Bracing for the Canadian exit tax

According to Lesperance, the decision to become a non-resident is a deemed disposition for capital gains purposes. For affluent Canadians who have plans to move elsewhere on a permanent basis, he says private placement life insurance (PPLI) can be used to help deal with that “exit tax” upon departure.

While the deemed disposition from the exit tax creates a tax liability, Lesperance says, it doesn’t create liquidity. With the use of PPLI, clients can get the liquidity they need to post assets as they move to another jurisdiction.

“There’s a number of things you can do to help minimize that exit tax beforehand – pouring as much as you can into your principal residence to take advantage of the principal residence exemption, estate freezes, and so on,” he says. “After all those normal planning manoeuvres, you can set up a PPLI policy to prepare for that exit tax.”

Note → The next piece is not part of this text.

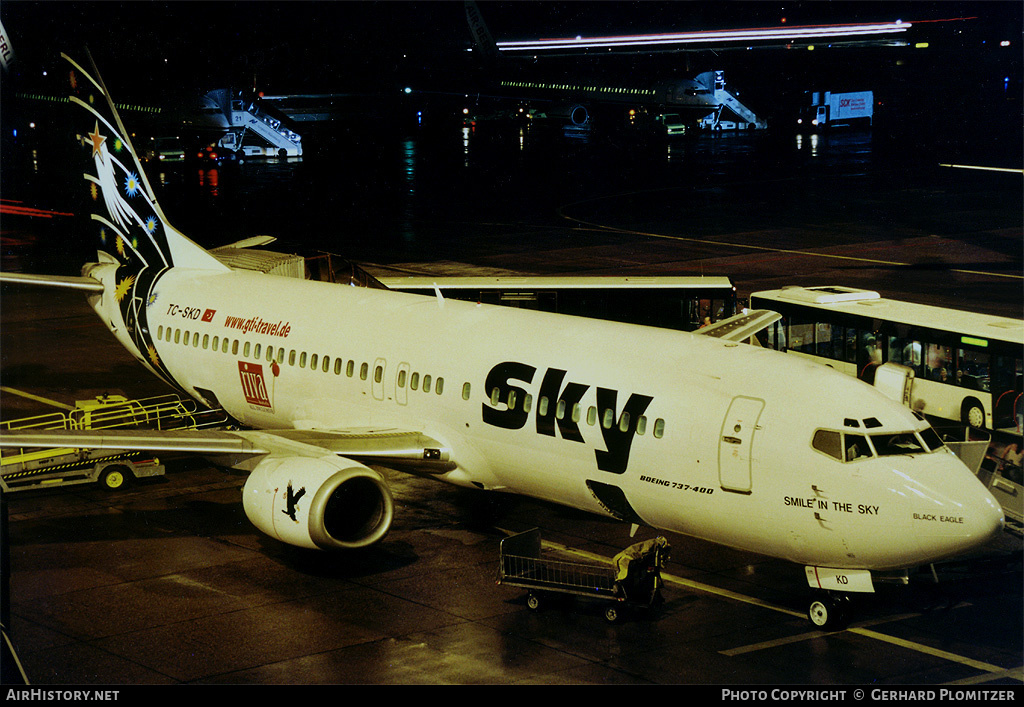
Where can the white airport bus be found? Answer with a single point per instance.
(967, 367)
(671, 302)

PPLI can also be used to address another challenging aspect of tax planning for high-net-worth Canadian families moving to the US. Aside from extricating themselves tax-efficiently from Canada, Lesperance says HNW clients should also be careful not to expose themselves to significant taxes as they make their move somewhere else.

“If you're going to jump out of the Canadian tax pot, you want to make sure you don't jump into another jurisdiction’s tax fire,” he says.

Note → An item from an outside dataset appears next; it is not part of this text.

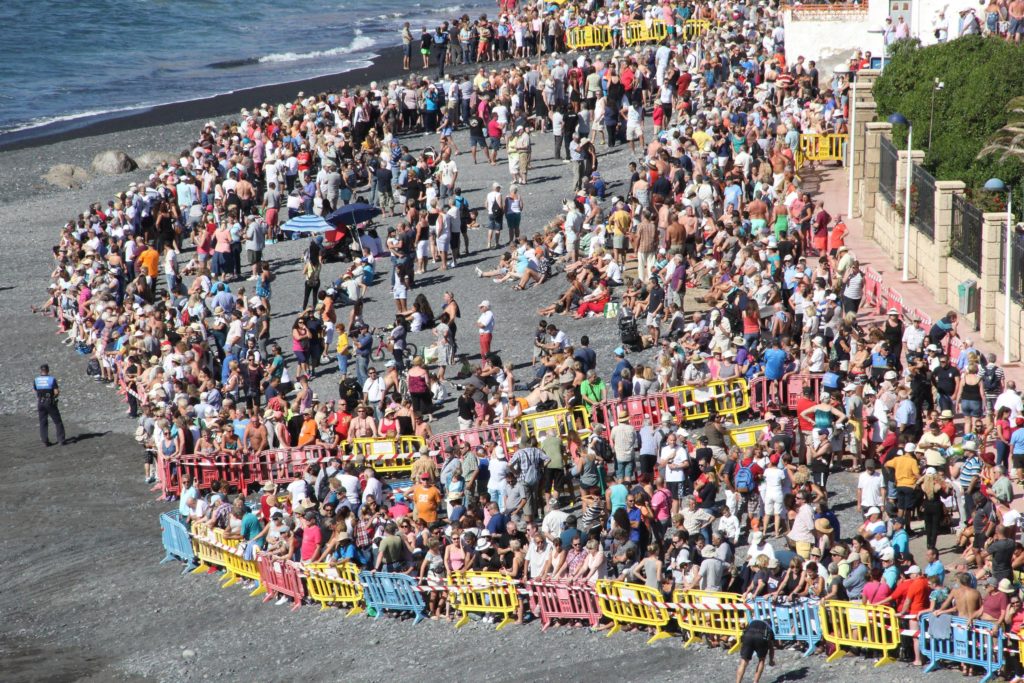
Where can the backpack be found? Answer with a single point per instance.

Estate tax planning, US-style

For many HNW Canadians who go to the US, Lesperance says the country’s peculiar approach to calculating capital gains can be an unpleasant surprise. Unlike many jurisdictions where the cost basis for assets is their fair market value, the US tax system bases it on the price at which a taxpayer acquired an asset.

“You might have bought Apple at $1 a share, and now it’s worth $220. All that appreciation happened before you ever came to the US,” he explains. “Unless you do some tax planning and restructuring of assets, the US will try to tax you on all that appreciation based on all the appreciation from that $1.”

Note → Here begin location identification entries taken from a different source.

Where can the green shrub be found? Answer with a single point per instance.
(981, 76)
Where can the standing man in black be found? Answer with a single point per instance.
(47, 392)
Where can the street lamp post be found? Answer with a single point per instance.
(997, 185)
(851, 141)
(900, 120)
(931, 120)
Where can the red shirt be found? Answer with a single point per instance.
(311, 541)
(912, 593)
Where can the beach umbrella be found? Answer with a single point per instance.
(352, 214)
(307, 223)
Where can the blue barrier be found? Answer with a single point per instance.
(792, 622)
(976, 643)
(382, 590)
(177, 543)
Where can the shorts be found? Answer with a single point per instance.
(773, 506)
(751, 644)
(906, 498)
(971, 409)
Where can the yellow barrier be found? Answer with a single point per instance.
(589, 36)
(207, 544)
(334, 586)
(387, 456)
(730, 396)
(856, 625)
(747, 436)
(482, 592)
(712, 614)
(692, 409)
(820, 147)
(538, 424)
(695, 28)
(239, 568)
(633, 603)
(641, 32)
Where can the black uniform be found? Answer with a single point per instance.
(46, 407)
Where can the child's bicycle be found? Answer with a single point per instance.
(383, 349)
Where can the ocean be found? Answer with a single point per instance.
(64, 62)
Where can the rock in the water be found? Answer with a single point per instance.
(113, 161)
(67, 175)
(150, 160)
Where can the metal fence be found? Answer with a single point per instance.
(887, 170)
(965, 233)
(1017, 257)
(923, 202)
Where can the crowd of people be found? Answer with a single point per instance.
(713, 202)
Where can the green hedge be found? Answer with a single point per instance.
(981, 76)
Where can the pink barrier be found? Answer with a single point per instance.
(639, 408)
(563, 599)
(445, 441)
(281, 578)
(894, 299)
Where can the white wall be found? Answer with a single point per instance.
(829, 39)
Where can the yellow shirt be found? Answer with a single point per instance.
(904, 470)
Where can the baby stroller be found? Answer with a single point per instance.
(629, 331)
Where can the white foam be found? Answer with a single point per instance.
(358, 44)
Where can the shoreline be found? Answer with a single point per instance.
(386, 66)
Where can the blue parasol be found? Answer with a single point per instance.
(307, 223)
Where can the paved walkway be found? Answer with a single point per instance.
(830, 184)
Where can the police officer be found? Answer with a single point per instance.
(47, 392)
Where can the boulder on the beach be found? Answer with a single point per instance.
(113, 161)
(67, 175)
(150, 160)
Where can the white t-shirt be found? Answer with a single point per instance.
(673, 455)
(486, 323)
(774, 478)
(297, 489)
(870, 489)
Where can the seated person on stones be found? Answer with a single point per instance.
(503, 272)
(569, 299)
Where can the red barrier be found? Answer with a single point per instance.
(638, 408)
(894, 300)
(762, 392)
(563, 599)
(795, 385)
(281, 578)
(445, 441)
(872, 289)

Under the US system, Lesperance says taxpayers can also take advantage of a unified tax credit to exempt a portion of their assets from the gift and estate tax, for which the maximum tax rate is 40%. The unified tax credit exemption amount increases in value every year; currently, it stands at $12.9 million.

“Most people in the US don't pay estate tax because their estates are worth less than $12.9 million. And if you've got a spouse, you can double that,” he says. “So you're talking about really high-net-worth people who end up being subject to that tax.”

Once they’ve maximized their unified credit exemption, Lesperance says high-net-worth Canadians-turned-US residents can cover the remaining estate tax liability with the addition of PPLI.

For HNW clients with international migration plans, Lesperance says there’s a broad spectrum of PPLI options to consider – whole life, term life, and independent, to name some – and it often takes a team of specialists from various domains to determine what’s appropriate.

“Often you’ll have a Canadian tax lawyer, and another tax lawyer in whatever jurisdiction the tax professional is going into. And there’ll be an insurance professional who’ll get the right policy to match the client’s need,” he says. “Once we’ve designed the plan, then we’re able to project manage and build it.”